The problem is an interesting one because there are many ways to think about how to measure the economic effect of Chinese tourists and it would not be easy for anyone to produce a definitive account. This paper argues for a net US dollar gain of nearly $50 million a month from Chinese tourism after allowing for the "crowding out" effect of reducing US and Japanese tourist arrivals, partly because it appears to increase tourism from Hong Kong, but the data are too old and limited to be useful (2009 data). I'd be curious to see a more recent in-depth model. I suppose nearly $600 million annually is technically "boosting" the economy. This 2014 paper views Chinese tourism from another POV -- its economic effect on the environment:
When forecasting the estimated growth of Chinese visitors in Taiwan to 2016, an additional 0.8% increase in economic output is expected at the expense of a 2.7% increase in CO2 emissions and a 3.0% increase in water use.
Another paper from 2013...
It is concluded that by 2011, the economic spillover effects for the retail sector and accommodations services sector were US$773.49 million and US$438.43 million, respectively. The total spillover effects of US$7617 million accounted for 0.183% of Taiwan's GDP
I don't think there is any question we're getting a "boost" from Chinese tourism, if only because the word "boost" has no real meaning, though none of the models attempt to measure the costs, except the one that looks at the environment. I also don't think there's any question that it is not a boost we want: Chinese tourism produces nothing that raises long-term living standards in Taiwan. This pointless flow of revenues (profits go largely to a few Hong Kong tourism firms) might even be tolerable, if it were not part of a strategy to annex Taiwan to China.

Sui writes, referring to the Sunflower Protesters (her reporting on them was excellent, example) and their demand for a bill to provide oversight of cross-strait agreements:
They might just succeed. The activists enjoyed nearly 50% public support for their demands for greater scrutiny of government deals with China, according to a government survey, partly because - unlike Hong Kong - they did not disrupt traffic.
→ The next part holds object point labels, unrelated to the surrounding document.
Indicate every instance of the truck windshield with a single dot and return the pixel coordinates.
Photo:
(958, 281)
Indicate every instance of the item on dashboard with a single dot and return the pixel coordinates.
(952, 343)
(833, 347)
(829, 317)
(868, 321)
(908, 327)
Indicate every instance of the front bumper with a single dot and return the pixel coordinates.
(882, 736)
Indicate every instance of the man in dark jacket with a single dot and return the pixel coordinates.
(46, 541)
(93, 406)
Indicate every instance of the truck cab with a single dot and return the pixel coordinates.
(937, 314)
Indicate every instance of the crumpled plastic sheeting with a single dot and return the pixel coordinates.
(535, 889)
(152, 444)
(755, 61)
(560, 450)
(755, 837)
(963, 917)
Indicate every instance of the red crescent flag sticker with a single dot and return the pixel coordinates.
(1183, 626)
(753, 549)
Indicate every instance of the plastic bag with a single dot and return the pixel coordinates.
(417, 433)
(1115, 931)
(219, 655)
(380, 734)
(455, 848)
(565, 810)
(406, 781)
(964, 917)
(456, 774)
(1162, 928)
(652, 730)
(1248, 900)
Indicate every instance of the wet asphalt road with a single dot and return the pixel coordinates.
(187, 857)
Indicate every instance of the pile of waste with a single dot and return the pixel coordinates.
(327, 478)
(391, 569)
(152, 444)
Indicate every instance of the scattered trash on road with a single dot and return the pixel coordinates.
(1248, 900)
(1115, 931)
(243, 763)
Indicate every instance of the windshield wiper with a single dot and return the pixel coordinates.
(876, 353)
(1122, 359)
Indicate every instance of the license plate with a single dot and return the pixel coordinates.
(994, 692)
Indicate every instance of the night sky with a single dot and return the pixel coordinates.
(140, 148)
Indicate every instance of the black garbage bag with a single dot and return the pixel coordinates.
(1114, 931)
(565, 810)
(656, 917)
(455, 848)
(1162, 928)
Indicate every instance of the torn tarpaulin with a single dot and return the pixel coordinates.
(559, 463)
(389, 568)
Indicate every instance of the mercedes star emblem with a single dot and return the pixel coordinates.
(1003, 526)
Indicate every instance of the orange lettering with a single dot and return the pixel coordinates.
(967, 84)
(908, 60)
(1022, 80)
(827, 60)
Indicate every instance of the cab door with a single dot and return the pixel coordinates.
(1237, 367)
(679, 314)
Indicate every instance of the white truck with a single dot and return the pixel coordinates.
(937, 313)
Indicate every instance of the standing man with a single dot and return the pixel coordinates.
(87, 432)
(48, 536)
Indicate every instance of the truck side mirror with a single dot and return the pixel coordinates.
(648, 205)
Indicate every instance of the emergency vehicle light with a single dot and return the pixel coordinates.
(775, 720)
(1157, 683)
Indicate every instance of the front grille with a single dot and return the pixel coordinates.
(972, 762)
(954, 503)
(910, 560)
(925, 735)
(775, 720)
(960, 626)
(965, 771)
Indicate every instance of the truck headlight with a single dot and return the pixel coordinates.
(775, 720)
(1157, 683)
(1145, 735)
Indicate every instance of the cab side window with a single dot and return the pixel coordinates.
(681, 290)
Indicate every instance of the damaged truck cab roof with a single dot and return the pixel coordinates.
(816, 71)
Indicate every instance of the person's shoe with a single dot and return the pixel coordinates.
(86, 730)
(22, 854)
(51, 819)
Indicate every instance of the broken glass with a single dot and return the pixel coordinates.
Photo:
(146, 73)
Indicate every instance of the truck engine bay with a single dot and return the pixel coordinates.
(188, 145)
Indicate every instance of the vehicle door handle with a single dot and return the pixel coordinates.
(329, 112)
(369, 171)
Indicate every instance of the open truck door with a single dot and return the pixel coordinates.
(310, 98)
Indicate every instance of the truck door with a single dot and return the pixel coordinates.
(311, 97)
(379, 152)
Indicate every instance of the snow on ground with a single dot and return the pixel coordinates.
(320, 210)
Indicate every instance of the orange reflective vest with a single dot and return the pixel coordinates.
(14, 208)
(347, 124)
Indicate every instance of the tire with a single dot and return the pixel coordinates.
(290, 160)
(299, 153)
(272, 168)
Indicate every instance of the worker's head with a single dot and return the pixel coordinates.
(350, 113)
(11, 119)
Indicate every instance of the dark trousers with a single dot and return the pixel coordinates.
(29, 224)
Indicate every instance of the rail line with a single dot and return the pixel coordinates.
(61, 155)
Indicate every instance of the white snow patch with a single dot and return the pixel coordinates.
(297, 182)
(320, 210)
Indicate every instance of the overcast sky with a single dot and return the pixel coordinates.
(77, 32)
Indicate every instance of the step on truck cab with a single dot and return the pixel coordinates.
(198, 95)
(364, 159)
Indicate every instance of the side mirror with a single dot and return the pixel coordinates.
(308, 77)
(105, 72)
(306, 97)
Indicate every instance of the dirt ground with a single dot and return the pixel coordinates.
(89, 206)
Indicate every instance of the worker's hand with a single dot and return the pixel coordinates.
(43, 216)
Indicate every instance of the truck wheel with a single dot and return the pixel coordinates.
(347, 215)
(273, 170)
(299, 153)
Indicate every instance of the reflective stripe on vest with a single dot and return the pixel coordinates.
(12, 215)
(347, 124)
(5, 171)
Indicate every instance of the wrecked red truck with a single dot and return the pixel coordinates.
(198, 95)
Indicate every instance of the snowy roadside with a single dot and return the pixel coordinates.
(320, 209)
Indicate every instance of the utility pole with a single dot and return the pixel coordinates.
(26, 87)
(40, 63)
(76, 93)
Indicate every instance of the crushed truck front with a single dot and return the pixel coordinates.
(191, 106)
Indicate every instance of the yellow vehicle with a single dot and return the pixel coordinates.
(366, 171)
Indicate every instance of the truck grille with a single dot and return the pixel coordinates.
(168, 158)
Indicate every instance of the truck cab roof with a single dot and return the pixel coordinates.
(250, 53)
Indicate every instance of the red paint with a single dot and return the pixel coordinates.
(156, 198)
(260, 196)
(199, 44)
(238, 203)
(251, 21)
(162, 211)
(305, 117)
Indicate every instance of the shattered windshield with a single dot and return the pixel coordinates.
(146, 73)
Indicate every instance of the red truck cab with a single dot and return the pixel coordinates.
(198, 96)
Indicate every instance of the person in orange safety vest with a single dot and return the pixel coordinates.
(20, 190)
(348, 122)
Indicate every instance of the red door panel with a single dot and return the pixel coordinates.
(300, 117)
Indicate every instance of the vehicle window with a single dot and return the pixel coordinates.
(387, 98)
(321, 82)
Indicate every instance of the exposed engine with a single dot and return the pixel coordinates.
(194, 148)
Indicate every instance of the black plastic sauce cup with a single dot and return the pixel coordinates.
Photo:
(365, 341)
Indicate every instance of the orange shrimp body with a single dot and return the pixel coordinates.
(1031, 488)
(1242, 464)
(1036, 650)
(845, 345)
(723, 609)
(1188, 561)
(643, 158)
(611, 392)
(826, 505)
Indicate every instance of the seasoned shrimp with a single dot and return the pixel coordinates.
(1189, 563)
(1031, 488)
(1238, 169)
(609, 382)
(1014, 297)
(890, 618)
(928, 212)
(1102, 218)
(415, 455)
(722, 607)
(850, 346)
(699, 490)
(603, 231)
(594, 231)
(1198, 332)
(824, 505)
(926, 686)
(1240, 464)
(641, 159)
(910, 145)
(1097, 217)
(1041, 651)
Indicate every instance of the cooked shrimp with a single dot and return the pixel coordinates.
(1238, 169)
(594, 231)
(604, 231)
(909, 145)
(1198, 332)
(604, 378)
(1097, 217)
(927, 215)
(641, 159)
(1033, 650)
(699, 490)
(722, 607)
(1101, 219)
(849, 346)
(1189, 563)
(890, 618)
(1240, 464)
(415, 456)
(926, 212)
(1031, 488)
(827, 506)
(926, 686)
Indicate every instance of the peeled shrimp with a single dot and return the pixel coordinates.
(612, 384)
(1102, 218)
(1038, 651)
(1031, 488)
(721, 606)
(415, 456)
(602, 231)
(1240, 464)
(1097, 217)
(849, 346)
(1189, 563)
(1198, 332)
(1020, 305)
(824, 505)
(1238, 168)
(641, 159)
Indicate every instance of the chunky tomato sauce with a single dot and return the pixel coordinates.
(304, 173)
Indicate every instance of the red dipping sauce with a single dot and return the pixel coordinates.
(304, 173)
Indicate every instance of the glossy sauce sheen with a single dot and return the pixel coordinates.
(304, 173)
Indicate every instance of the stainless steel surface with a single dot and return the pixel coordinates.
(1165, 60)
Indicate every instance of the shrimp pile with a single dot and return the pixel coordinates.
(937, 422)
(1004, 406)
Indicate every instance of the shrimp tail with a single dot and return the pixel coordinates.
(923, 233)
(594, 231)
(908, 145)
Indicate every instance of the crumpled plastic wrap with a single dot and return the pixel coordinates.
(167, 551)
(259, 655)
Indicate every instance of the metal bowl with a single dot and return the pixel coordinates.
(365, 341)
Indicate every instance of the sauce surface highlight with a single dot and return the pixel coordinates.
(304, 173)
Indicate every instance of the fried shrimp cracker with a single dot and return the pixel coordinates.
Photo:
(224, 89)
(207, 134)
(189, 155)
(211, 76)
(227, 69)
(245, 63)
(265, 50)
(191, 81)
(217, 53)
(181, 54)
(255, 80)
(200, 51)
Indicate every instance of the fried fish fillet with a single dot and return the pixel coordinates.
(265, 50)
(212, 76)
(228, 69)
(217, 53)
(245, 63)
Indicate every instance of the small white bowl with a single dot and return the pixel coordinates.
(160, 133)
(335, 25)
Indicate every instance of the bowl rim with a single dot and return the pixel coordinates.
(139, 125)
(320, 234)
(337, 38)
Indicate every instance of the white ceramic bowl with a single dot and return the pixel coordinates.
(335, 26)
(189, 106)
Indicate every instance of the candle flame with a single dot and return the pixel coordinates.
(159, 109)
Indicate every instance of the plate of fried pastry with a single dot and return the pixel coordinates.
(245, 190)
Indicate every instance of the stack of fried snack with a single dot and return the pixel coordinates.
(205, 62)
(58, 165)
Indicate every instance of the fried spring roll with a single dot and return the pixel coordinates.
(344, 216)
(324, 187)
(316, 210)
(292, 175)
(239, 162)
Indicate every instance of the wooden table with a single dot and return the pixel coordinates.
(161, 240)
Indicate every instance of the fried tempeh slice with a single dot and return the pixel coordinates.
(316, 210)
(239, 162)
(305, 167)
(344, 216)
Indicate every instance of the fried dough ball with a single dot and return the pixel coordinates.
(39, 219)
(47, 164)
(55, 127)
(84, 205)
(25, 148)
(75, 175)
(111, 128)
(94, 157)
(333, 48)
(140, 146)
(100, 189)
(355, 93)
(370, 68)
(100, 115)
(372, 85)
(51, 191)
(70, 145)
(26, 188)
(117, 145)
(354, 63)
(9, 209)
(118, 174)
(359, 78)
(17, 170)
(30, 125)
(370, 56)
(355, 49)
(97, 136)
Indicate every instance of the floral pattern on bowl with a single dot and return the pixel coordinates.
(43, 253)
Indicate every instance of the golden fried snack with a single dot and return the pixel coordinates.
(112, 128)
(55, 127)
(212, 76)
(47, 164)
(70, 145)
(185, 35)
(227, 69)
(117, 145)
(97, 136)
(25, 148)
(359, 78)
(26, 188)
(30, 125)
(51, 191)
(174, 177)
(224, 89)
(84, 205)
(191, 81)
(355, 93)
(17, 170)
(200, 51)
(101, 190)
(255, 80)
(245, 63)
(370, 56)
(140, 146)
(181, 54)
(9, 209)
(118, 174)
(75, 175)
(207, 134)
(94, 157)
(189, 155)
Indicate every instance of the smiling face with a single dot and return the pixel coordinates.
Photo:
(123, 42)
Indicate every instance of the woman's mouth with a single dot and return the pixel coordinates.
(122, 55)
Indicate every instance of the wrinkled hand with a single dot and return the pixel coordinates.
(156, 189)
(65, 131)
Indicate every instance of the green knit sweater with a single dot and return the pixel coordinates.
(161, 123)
Actually, "nearly 50% support" seems wrong. Rather, it was strong majority support. For example, Ben writes on a pro-KMT TVBS poll that has 65% supporting passage of a bill to oversee agreements with China, including a plurality against the trade pact. Another TVBS poll showed over 60% wanted the services pact withdrawn, numbers similar to those in this Businessweek poll. That the government has not attempted to ram the bill through again clearly indicates its deep unpopularity, both with the public at large and within the KMT. The students had broad public support because the service pact was a crapshit agreement that was bad for Taiwan and rejected by the public. If only someone in the media would clearly say that....

PS: if you're interested in the meaty contents of the oversight bill, the always-excellent Frozen Garlic has a great post on it.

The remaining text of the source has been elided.